Leading AI companies continue to face significant cybersecurity challenges, particularly in protecting sensitive information, as highlighted in recent research from Wiz. The study focused on the Forbes top 50 AI firms, revealing that 65% of them were found to be leaking verified secrets—such as API keys, tokens, and credentials—on public GitHub repositories.
These leaks often occurred in places not easily accessible to standard security scanners, including deleted forks, developer repositories, and GitHub gists, indicating a deeper and more persistent problem than surface-level exposure. Wiz's approach to uncovering these leaks involved a framework called "Depth, Perimeter, and Coverage." Depth allowed researchers to look beyond just the main repositories, reaching into less visible parts of the codebase.
Perimeter expanded the search to contributors and organization members, recognizing that individuals could inadvertently upload company-related secrets to their own public spaces. Coverage ensured that new types of secrets, such as those used by AI-specific platforms like Tavily, Langchain, Cohere, and Pinecone, were included in the scan, which many traditional tools overlook.

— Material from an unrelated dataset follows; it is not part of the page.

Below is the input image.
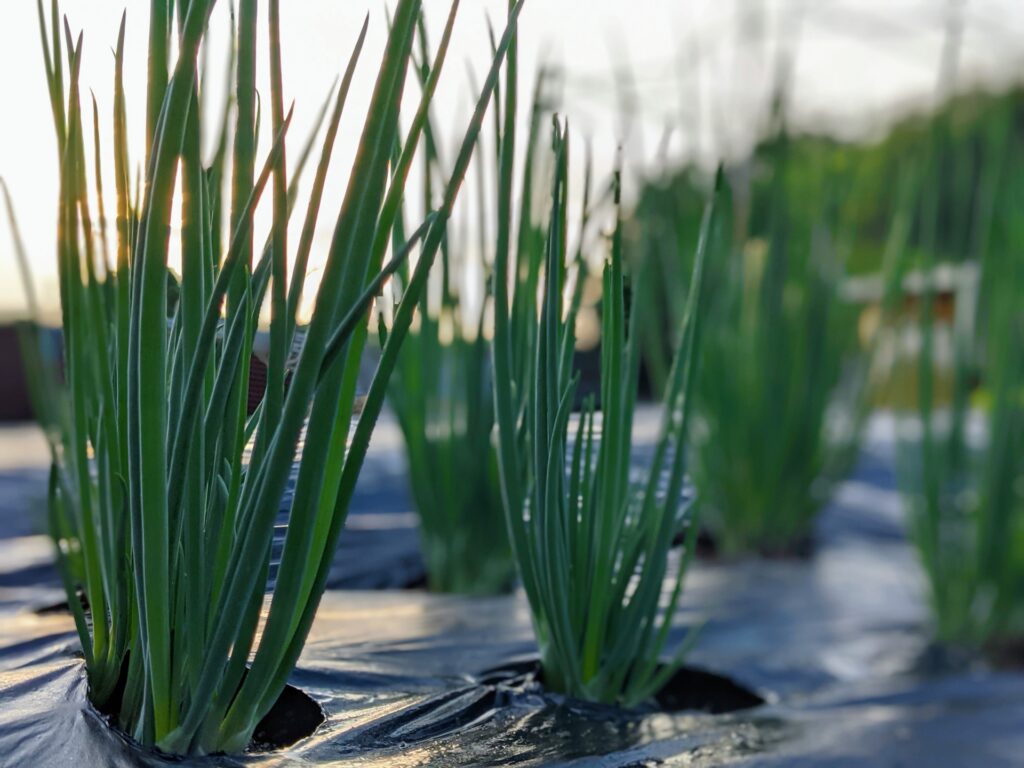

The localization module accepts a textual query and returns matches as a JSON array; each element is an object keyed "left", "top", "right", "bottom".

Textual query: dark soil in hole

The findings show that despite being leaders in cutting-edge technology, these AI companies have not adequately addressed basic security hygiene. The researchers disclosed the discovered leaks to the affected organisations, but nearly half of these notifications either failed to reach the intended recipients, were ignored, or received no actionable response, underscoring the lack of dedicated channels for vulnerability disclosure.
Security Tips
Wiz recommends several essential security measures for all organisations, regardless of size. First, deploying robust secret scanning should be a mandatory practice to proactively identify and remove sensitive information from codebases. Second, companies should prioritise the detection of their own unique secret formats, especially if they are new or specific to their operations. Engaging vendors and the open source community to support the detection of these formats is also advised.
Finally, establishing a clear and accessible disclosure protocol is crucial. Having a dedicated channel for reporting vulnerabilities and leaks enables faster remediation and better coordination between researchers and organisations, minimising potential damage from exposure. The research serves as a stark reminder that even the most advanced companies must not overlook fundamental cybersecurity practices to safeguard sensitive data and maintain trust in the rapidly evolving AI landscape.